„Behörden-Wahnsinn“ Teil 1: Bauvoranfrage oder der Kampf Mensch vs. Mast
Manche Tage im Leben eines Architekten fühlen sich an wie die legendäre Szene aus dem Zeichentrickfilm Asterix erobert Rom: Asterix und Obelix wollen den Passierschein A38 ausgestellt bekommen – und verlieren bei all dem Behörden-Wahnsinn fast den Verstand. In unserem Fall sind wir nicht in Rom, sondern bei Bremen. Und statt eines Passierscheins brauchen wir Informationen zu einem Strommast. Viel Spaß mit dem ersten Teil unserer neuen Reihe „Behörden-Wahnsinn – Amtlich verrückt! Abenteuerliche Behörden-Geschichten aus dem Architekten-Alltag“.
Alles begann ganz harmlos
Wir wollten für die Bebauung eines Grundstücks in einer niedersächsischen Gemeinde eine Bauvoranfrage stellen. Um die Sicherheitsabstände der Stromleitungen ermitteln zu können, baten wir um Informationen zu einem Strommast. Die üblichen technischen Fragen. Eine E-Mail, ein Anruf, fertig. Dachten wir – doch da hatten wir die Rechnung ohne den deutsche Behörden-Wahnsinn gemacht.
Von Pontius zu Pilatus
Die Antwort auf die erste Anfrage? Schweigen. Dann der erste Hinweis: „Bitte registrieren Sie sich im Portal der Leitungsauskunft.“ Gesagt, getan. Allerdings nur, um nach mehreren telefonischen Rückfragen zu erfahren, dass man gar nicht zuständig sei. Man verwies uns an die Planauskunft. Die Planauskunft war sich sicher: „Das ist Sache der Gemeinde.“ Nun gut, dachten wir, lassen wir die Kirche vorerst im Dorf, die Gemeinde wird’s schon richten. Doch dort hieß es: „Wir sind nur für Wasser zuständig.
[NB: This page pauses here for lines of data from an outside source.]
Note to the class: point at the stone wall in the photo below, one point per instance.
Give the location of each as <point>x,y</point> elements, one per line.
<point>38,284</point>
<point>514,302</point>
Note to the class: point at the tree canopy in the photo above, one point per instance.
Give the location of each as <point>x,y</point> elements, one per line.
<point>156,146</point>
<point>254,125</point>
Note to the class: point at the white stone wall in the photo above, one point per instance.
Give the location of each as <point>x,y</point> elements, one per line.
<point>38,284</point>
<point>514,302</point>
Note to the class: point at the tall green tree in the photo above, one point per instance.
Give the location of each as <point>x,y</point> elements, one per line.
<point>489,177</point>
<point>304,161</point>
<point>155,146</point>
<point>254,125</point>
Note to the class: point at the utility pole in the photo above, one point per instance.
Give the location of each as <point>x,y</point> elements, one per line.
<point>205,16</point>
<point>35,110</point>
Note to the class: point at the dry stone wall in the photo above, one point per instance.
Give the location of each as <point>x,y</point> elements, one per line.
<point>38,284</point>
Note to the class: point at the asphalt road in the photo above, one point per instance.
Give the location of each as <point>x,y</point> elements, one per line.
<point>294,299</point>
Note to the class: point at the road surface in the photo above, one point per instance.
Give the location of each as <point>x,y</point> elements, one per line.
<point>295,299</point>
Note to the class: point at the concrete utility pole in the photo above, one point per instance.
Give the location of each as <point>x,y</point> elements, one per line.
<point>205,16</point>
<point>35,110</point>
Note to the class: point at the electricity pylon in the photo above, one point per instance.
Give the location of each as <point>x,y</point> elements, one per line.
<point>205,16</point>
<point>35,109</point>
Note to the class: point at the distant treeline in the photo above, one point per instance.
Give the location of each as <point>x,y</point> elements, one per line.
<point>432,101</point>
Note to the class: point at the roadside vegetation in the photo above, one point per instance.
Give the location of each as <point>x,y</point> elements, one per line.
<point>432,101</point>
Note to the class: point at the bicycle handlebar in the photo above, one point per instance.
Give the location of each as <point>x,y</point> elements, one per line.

Wenden Sie sich an die Ortsplanung.“ Die meinte wiederum zu wissen: Zuständig ist in solchen Fällen der regionale Netzbetreiber. Wir schöpften neue Hoffnung.
Zuständig oder nicht, das ist hier die Frage
Aber dann die nächste Überraschung. Man sei „wahrscheinlich nicht zuständig“, aber so wirklich wisse man das auch nicht. Hatten wir es hier etwa mit Sokratikern zu tun, die ihrem philosophischen Idol getreu seinem Motto „Ich weiß, dass ich nichts weiß“ allzu sehr nacheiferten? Wie dem auch sei, man überließ es uns herauszufinden, ob man denn nun zuständig sei oder nicht. Falls nicht, sollten wir doch im Zweifelsfall „einfach mal auf dem Mast nachgucken, wer da als Verantwortlicher draufsteht.“ Einatmen. Ausatmen. Nächster Versuch.
Das Ziel in greifbarer Nähe
Zehn Tage und einige unbeantwortete Anrufe und E-Mails später, landeten wir bei einem anderen Netzbetreiber. Dort war man telefonisch schwer zu erreichen, doch eines Morgens dann endlich die heißersehnte Auskunft: „Für die Strommasten und Oberleitungen ist die Bezirksmeisterei im Norden zuständig.“ Ein Anruf dort und wir wurden an den inzwischen dritten Netzbetreiber verwiesen. Man gab uns sogar die E-Mail der Bauleitplanung – waren wir etwa endlich auf der Zielgeraden?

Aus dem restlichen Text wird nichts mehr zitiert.